We consultants love to tell our war stories: the transformation of clients, the before-to-after that wouldn’t have happened without our, ahem, brilliant intervention.

There’s an important place for those of course—like on your testimonials or services page.

But you also need an underdog story.

Where YOU are the one who was afraid, vulnerable or unequipped to handle what was in front of you. The David to a big scary Goliath.

We all have them, but we rarely tell them publicly.

Because when you’re paid for your savvy advice, the last thing you may feel like sharing is a story where you (or your client) aren’t the hero.

But here’s the thing: most everybody loves a good underdog story. (Having been a Cubs fan since 1988, I can attest there is nothing like the pure joy in your heart when your underdog finally wins an epic battle.)

Clearly, you don’t want to present yourself as someone who waited 108 years to win the prize.
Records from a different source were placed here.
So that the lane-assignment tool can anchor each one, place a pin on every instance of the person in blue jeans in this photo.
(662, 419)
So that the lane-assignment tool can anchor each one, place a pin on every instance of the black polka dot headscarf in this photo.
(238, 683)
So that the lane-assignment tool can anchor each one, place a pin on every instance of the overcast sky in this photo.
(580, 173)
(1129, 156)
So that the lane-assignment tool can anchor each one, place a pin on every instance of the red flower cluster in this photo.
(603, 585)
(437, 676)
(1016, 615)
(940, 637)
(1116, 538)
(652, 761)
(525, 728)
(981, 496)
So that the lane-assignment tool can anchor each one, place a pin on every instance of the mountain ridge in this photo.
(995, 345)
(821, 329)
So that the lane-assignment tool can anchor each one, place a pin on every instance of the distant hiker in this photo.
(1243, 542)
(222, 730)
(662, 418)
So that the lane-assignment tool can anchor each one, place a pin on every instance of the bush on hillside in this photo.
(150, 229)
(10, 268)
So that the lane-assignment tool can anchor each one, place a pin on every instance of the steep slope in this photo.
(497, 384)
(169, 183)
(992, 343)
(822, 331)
But there’s a lot of territory between being perfect and having one mega win in 108 years.

You can start with your blog post or articles. Case in point: I published this piece entitled “What Do You Suck At?” where I copped to a number of my own foibles. I’ve “replayed” it periodically on social media for the last four years and always get a few engagements, including at least one client that I know of.

Of course lately the digital space is full of people who had one overwhelming win and constantly replay their underdog story. It goes something like this: “I was a poor, starving, debt-ridden _____ until I discovered this amazing secret _____ and now I’m uber-successful and I’ll show you how to do exactly what I did.”

That is not what I’m suggesting here—you are a pro, not a done-it-one-time wonder.

Instead, search the elements of your story—how you got to where you are in this moment, right now.

What devastatingly low life moments are firmly etched in your mind? What happened to make it change? What did you do? Who helped you? What did you learn?

Start by focusing on your career moments, but be sure to think about the totality of your life, even if you’re not sure you’ll ever want to share those experiences more broadly.

Severe loss, tragedy, addiction—these are just a few of the events I’ve had clients choose to weave into some aspect of their story. Never done lightly, it nonetheless helps their audience to connect with them on an exceedingly human level.

The mother with a special needs child, the CPA who lost her father early, the former addict who speaks to high school kids in his spare time. Each made a conscious choice to share a deeply personal experience to show their potential clients, buyers and readers their humanity. To connect beyond just business as usual.

It’s a delicate balance—sharing your humanity while making clear you’ve got proven talent solving client problems—but isn’t it worth a little digging to get to your underdog story?

p.s. The photo up top is the “after” shot of my favorite underdog Jackson who turned a stint running wild on the streets with his Chihuahua sidekick into a cushy spot with my family who adores him.


  • Good points made here. Kudos on getting the Cubs comments in. LOL

  • Rochelle

    You noticed that, eh Ed? I just couldn’t help myself 🙂 And we just found a statistic that said the parade event was the 7th largest world gathering of humans–and the largest ever in the U.S….

  • Mark

    Rochelle, another super smart, authentically human, unforgettable post. I agree there is a balance to be struck. Personally, I have to check my motivations at times to stay grounded in what is best for the client. Not always easy. Go Cubs.

  • Rochelle

    Thanks Mark! 🙂 And for your point about tying it back to what’s best for the client. That must always be our touchstone…

  • Spent midday Sunday with the “other” Jackson while visiting our grandniece Eden Rose. No question you learn more from the ” disappointments” and difficult challenges experienced. I’ve share the political miscalculation a fellow consultant and I made based on the experiences of the 1980 and 1984 elections that applied not in 1988 (and still not sure what data induced the misjudgment.